From Playbill.com
This question comes from the Playbill.com staff.
Question: The Broadway stagehands strike continues this Thanksgiving week, leaving only nine shows running on Broadway. How important is Thanksgiving week to the Broadway economy, and how much will Broadway be losing?
Answer: The tourist crowd — and perhaps even those Broadway performances at the Macy's Thanksgiving Day Parade — tend to give Broadway a big boost during Thanksgiving. Here are the Thanksgiving week figures from the last few years (as recorded by the League of American Theatres and Producers):
2006: $23.3 million
Average week that season: $18.0 million
Change: +29 percent
2005: $20.8 million
Average week: $16.6 million
Change: +25 percent
2004: $17.4 million
Average week: $14.8 million
Change: +18 percent
2003: $18.9 million
Average week: $14.5 million
Change: +30 percent
2002: $18.6 million
Average week: $13.9 million
Change: +34 percent
As one can see, Thanksgiving is always well above average. In 2003-04, for instance, it was the third-biggest week of the entire season, behind Christmas and New Year's. In 2004-05 it was the ninth-biggest week.
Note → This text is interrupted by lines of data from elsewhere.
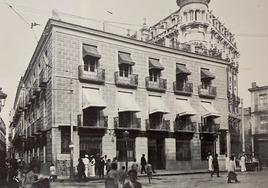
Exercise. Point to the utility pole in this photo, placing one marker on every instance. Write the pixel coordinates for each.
(243, 126)
(71, 146)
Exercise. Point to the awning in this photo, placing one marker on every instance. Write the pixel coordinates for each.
(156, 104)
(125, 58)
(209, 111)
(206, 74)
(155, 64)
(92, 98)
(127, 103)
(90, 51)
(181, 69)
(183, 108)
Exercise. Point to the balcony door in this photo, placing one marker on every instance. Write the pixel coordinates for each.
(156, 152)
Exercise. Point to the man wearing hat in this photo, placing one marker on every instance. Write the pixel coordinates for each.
(86, 163)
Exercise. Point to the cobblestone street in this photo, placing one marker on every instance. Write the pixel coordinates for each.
(248, 180)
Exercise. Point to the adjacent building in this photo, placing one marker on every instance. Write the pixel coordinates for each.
(172, 96)
(259, 122)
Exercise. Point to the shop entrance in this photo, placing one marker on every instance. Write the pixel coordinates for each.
(156, 153)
So how much is Broadway losing? Variety estimated last week's strike-week total at $4.6 million (Young Frankenstein doesn't report grosses, so Variety estimated its total at $1.7 million). Even with, say, a 25 percent bump to $5.75 million over Thanksgiving, plus another half a million for Dr. Seuss' How the Grinch Stole Christmas, which is back on the boards this weekend, boosting our hypothetical total to $6.25 million, that would still be around $17 million below last year's Thanksgiving weekend. And — given inflation, and the fact that in a strike-free world there'd be a couple extra shows on the boards this year — it's about $20 million below this year's potential.